After carefully studying the parking restriction sign (“No parking between 7:00 and 10:00am, Monday thru Friday, or after 4:30pm on weekdays or Saturdays and/or cloudy Sundays, or on the third Tuesday morning following the summer Olympic games, unless parked no more or less than 5 feet from the curb”) and consulting their watches about 14 times, the person - usually a tourist or someone from the suburbs who’s already a nervous wreck because they have to drive in city traffic - will decide that they can park on the street. Depending on whether or not there’s parallel parking involved, this whole process can take up to 7 hours.
Then the person will exit their car. It’s funny because at this point they think they have conquered the worst part by having found a parking spot in Georgetown, but they have no idea what they are in for next. They approach the centralized meter and begin reading the 14 paragraph instruction guide on the front of the meter. But what they will soon realize is that the instructions might as well be written in hieroglyphics - there is NO understanding them. Inevitably the person will give up on the instructions, remove wads of cash from their wallets and start trying to insert it in various openings on the meter, none of which are correct. If you get to paragraph 10, preamble 6, verses 2 to 70 of the instruction guide, you’ll know that you can also pay the meter with your credit card, but no one gets that far.

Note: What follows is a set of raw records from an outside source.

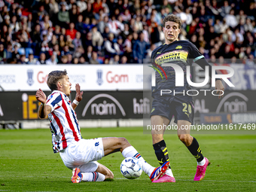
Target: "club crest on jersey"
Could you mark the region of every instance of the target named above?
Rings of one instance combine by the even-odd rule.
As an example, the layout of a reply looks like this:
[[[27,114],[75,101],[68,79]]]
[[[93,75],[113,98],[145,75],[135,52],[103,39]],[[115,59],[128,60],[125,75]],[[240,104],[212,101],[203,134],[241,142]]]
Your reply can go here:
[[[34,71],[33,69],[28,69],[27,71],[28,74],[28,81],[26,81],[29,86],[32,86],[34,84],[34,80],[33,80],[33,74]]]

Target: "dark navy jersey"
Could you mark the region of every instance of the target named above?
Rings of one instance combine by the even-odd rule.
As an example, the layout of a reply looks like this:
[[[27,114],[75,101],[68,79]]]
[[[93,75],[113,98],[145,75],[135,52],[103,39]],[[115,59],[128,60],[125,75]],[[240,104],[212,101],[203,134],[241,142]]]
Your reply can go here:
[[[172,67],[164,66],[163,67],[164,72],[166,74],[167,80],[163,75],[163,72],[159,69],[161,72],[161,75],[156,72],[156,87],[152,89],[152,96],[155,97],[160,96],[160,90],[170,90],[172,93],[166,95],[166,96],[174,97],[173,90],[175,93],[183,92],[186,93],[187,90],[190,90],[186,78],[186,66],[190,66],[194,62],[203,58],[203,55],[198,50],[196,46],[187,41],[175,41],[169,44],[163,44],[154,50],[151,54],[151,62],[161,66],[163,63],[173,63],[181,66],[184,71],[184,87],[175,87],[175,73]],[[191,68],[190,68],[191,69]],[[190,72],[187,72],[190,73]],[[190,94],[192,94],[191,93]],[[191,100],[191,96],[183,96],[181,94],[175,94],[175,97],[182,100],[189,101]],[[185,94],[186,95],[186,94]],[[186,97],[186,98],[184,98]]]

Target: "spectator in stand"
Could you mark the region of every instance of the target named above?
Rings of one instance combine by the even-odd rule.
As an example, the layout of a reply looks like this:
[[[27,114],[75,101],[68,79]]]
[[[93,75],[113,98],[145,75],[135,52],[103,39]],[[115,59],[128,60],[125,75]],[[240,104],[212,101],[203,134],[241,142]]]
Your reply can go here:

After unsuccessfully trying to jam money in every crevice of the meter, the next action is always the same: with mouth slightly agape and brow furrowed, the person steps back from the meter and looks around. They look from left to right, up and down, as though perhaps the parking meter fairy might step out of shadows and come to their rescue. Or maybe they think the candid camera crew will pop out and reveal that the person is not retarded, but rather the meter is impossible to use and the whole transaction has been caught on tape. Either way, they start looking around, but it doesn't help. I once saw a woman flag down a police officer and ask him to help her use the meter. I couldn’t tell what she was saying to him, but I understood the body language of the police officer. He kept shaking his head, averting his eyes, and stepping backwards ever so slowly, as if to say “Lady, I am a PO-LEECE OFF-CER, not a parking attendant! Figure it out your damn self.”
Eventually, through Divine Intervention or with the assistance of a Harvard-educated neurosurgeon, the person figures out how to pay the meter and they stomp off to wherever they’re going. But as long as this process continues, I am going to take advantage of it and continue blogging about how the Georgetown parking meter reduces even the most confident, well-educated individual into a befuddled imbecile on the verge of tears.